Born as Phyllis Kirkus in York, Sister Gregory made her name as an outstanding historian of English convent life whose own biographical work has provided invaluable research tools for historians of the English recusant period. Sister Gregory presided over a collection of antique books, artefacts and manuscripts at the Bar Convent in York, the oldest convent in England, and a girls' school from 1686 to 1985. Well into her 90s, Sister Gregory gave talks, which were attended by professors of history, schoolchildren and even Robbie Coltrane.
==Early years==
She gained a place at Newnham College, Cambridge in 1929, eight years after the university voted against conferring its degrees on women. The young Phyllis Kirkus flourished in its challenging and competitive academic atmosphere, while chafing at rules aimed at ensuring modest conduct among women students, such as having to wear a hat in lectures.
She was received into the Catholic Church in the chapel of the Canonesses of Saint Augustine next to Newnham, since Fisher House, the Catholic chaplaincy under Monsignor Alfred Gilbey, was also closed to women. Training in librarianship, her application for a post at Southampton University was thwarted by a pilfering office boy who destroyed her letter. She later ascribed this disaster to divine providence, as it led to a job in the University of Hull, where she explored her growing sense of a vocation to religious life. A random meeting with Sister Philip Hardman, a scholar and historian, led her to the Bar Convent and the discovery of the Institute of the Blessed Virgin Mary (IBVM), an unenclosed order of women founded by Mary Ward (1585–1645) in 1609. Phyllis' Anglican family were not accepting of either her conversion or her decision to enter religious life, yet she did so anyway. Entering the novitiate, she took the religious name Sister Gregory.

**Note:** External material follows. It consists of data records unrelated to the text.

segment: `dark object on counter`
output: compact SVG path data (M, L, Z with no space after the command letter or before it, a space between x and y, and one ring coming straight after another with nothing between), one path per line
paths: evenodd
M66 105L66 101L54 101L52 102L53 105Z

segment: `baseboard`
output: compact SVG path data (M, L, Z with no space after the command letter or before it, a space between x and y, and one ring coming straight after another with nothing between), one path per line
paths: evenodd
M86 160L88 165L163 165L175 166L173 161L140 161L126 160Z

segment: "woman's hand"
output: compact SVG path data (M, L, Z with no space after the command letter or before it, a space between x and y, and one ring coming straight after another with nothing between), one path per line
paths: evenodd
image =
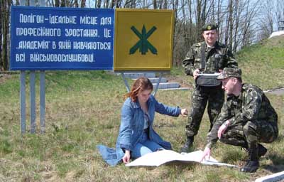
M182 109L180 110L180 114L182 114L182 117L187 116L187 114L188 114L187 109L185 109L185 109Z
M125 154L124 157L122 158L122 161L124 161L124 164L129 164L130 161L130 151L126 150L125 151Z
M201 158L200 162L203 161L204 160L207 160L206 157L207 157L208 160L210 160L210 154L211 149L209 147L205 147L204 150L203 151L202 157Z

The outbreak of World War II necessitated the evacuation of St. Mary's Convent, Hampstead, where she was teaching. Nuns and children set out together on a remarkable exodus which led them to the stately East Sussex mansion of Lady Catherine Ashburnham. Seeing the evacuees as intruders, the eccentric Lady Catherine refused them any comfort, loading logs into her quarters and the servants' hall, while the nuns and children froze in the bitter winter of 1940. After a second evacuation, the school found a permanent new home at Coombe House, Shaftesbury, in 1945. As headmistress of St. Mary's School, Shaftesbury, Sister Gregory determined to run an exemplary school for women of the future.
In 1972 she was appointed as Provincial Superior of the Institute of the Blessed Virgin Mary, later known as the Congregation of Jesus. This was during the turmoil of the Second Vatican Council (1962–1965). Sister Gregory did not welcome the changes proposed by the council, given her conservatism. With the help of educator (and Catholic convert), Dr Margaret Wileman, Sister Gregory administered educational programmes for her own province and two international summer schools where sisters from around the world, responsible for running schools around the world. Her influence as an educator encouraged improvements which enabled the Bar Convent Grammar School, and St Mary's Schools in Hampstead, Ascot, Shaftesbury and Cambridge, to successfully evolve to schools administered by laypersons.